Some key components of China’s space plans were later elaborated. China is looking at how space technology can tackle the COVID-19 pandemic with the use of mass spectrometers and laser spectrometers to detect viruses. Zhang outlined the success of China’s Long March 5 rocket launches this year, and discussed plans to enter Mars orbit in February 2021 with its Tianwen-1 Mars mission. China won’t be the only nation preparing to enter Mars orbit at that time. NASA’s Perseverance Mission, and the joint mission of the United Arab Emirates and Japan (named “Hope”) will be doing the same.

Japan, India, and Europe

Japan highlighted its space initiatives as well. JAXA is building the Smart Lunar Lander (to be launched in 2022), to demonstrate pinpoint landing. Japan will also participate in the Lunar Gateway in developing habitat functions. JAXA will join the Indian Space Research Organisation (ISRO) in lunar polar exploration missions, to be followed by the development of manned, pressurized rovers, which will contribute to full-scale lunar exploration.

India’s space program is currently cooperating with Russia on human spaceflight; ISRO astronauts are undergoing training in Russia.

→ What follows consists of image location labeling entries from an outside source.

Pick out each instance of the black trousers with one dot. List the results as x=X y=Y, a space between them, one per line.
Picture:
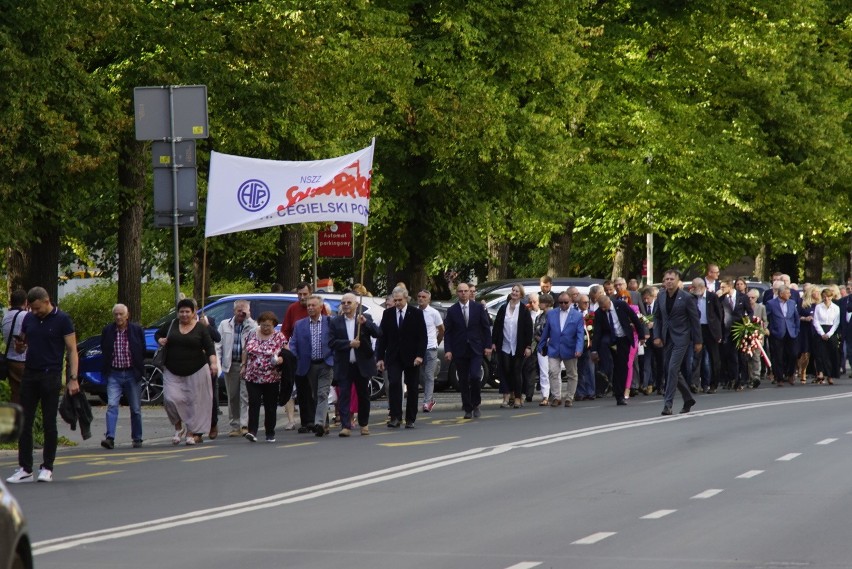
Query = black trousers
x=784 y=357
x=620 y=355
x=305 y=399
x=39 y=387
x=471 y=390
x=362 y=390
x=396 y=371
x=267 y=393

India is also cooperating with NASA, sharing space transportation and satellite data, and in many other areas. The ISRO and ESA are working together on deep space propulsion systems. India stated its commitment to supporting space-aspiring nations in capacity building, reporting how last year, ISRO held two months of hands-on training for 30 countries, on how to build nano-satellites.

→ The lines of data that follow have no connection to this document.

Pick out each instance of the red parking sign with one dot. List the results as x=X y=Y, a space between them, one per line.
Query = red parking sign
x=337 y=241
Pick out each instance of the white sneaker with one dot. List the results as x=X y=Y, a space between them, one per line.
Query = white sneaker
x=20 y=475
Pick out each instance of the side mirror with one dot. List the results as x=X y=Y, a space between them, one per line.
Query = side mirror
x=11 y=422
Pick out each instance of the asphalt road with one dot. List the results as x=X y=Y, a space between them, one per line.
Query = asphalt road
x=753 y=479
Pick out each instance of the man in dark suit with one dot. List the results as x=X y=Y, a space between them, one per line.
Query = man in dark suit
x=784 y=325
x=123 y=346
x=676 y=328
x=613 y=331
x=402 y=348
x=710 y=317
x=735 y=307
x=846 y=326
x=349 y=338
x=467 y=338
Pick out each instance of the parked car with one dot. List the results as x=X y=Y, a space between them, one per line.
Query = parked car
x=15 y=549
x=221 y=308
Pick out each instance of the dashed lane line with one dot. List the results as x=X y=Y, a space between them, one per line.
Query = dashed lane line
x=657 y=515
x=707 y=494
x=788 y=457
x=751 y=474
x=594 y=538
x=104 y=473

ESA, in partnership with Japan’s JAXA, launched the BepiColombo mission to study the magnetosphere, outer atmosphere, and poles of Mercury, and to conduct a test of Einstein’s general relativity theory. Shown is an artist’s impression of the spacecraft flying past Earth.

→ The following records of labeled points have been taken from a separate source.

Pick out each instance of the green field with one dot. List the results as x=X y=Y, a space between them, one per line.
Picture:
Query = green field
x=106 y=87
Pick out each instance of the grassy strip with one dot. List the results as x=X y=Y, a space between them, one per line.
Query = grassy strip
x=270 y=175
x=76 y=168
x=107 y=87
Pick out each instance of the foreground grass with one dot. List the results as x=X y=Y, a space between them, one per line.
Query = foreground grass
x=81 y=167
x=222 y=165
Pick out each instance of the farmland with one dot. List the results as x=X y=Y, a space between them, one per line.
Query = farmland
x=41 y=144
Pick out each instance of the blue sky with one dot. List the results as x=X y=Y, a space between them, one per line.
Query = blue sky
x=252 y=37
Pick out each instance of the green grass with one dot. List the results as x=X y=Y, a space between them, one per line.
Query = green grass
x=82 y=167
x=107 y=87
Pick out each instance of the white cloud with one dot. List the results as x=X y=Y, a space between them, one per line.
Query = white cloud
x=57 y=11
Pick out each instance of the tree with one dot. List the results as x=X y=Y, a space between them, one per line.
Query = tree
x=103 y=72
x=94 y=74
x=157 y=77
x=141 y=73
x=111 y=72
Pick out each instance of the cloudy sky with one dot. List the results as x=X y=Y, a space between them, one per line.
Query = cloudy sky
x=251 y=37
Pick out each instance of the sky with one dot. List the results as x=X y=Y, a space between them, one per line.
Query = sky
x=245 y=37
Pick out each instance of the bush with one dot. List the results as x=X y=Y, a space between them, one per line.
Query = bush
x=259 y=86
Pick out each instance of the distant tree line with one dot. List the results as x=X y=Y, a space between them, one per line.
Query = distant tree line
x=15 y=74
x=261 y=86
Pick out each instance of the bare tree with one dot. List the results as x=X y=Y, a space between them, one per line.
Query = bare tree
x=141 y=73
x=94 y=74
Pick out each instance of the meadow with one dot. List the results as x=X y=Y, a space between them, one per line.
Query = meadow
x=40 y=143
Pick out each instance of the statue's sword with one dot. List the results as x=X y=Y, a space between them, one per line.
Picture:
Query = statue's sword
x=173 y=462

The ESA, in partnership with JAXA, launched the BepiColombo mission, which is on its way to Mercury. It is expected to arrive in 2025, where Europe’s first mission to Mercury will make several flybys before entering orbit to study its magnetosphere, outer atmosphere, its poles, and conduct a test of Albert Einstein’s general relativity theory. ESA is also currently working on gravity well measurements, space debris removal, and artificial intelligence to avoid future collisions of spacecraft. ESA is going to L-5 (Lagrange Point 5) to work with NASA and NOAA (the U.S. National Oceanic and Atmospheric Administration) to develop a better understanding of space weather. ESA will continue the development of space launch systems and its Digital Twin Earth program.

The Artemis Program

During this year’s IAF conference there was great interest in, and numerous panels held on the bold vision the United States has outlined with its Artemis program. NASA, working with international partners and commercial industry, has been commissioned to develop the capabilities needed to meet the goals of returning American astronauts to the Moon in 2024 with the first woman and next man, for learning to live, work, and develop resources on the lunar surface in preparation for going forward to Mars.

The introduction to NASA’s recently released Artemis Plan outline begins,

America has entered a new era of exploration. NASA’s Artemis program will lead humanity forward to the Moon and prepare us for the next giant leap, the exploration of Mars. It has been almost 50 years since astronauts last walked on the lunar surface during the Apollo program, and since then the robotic exploration of deep space has seen decades of technological advancement and scientific discoveries. For the last 20 years, humans have continuously lived and worked aboard the International Space Station 250 miles above Earth, preparing for the day we move farther into the solar system.

The LaRouche Political Action Committee recently released a video, “Apollo to Artemis: The Fight for the Future,” which demonstrates the amazing possibilities that the Artemis mission and cooperation among nations in space represent for unleashing astonishingly great achievements and optimism for all of humanity.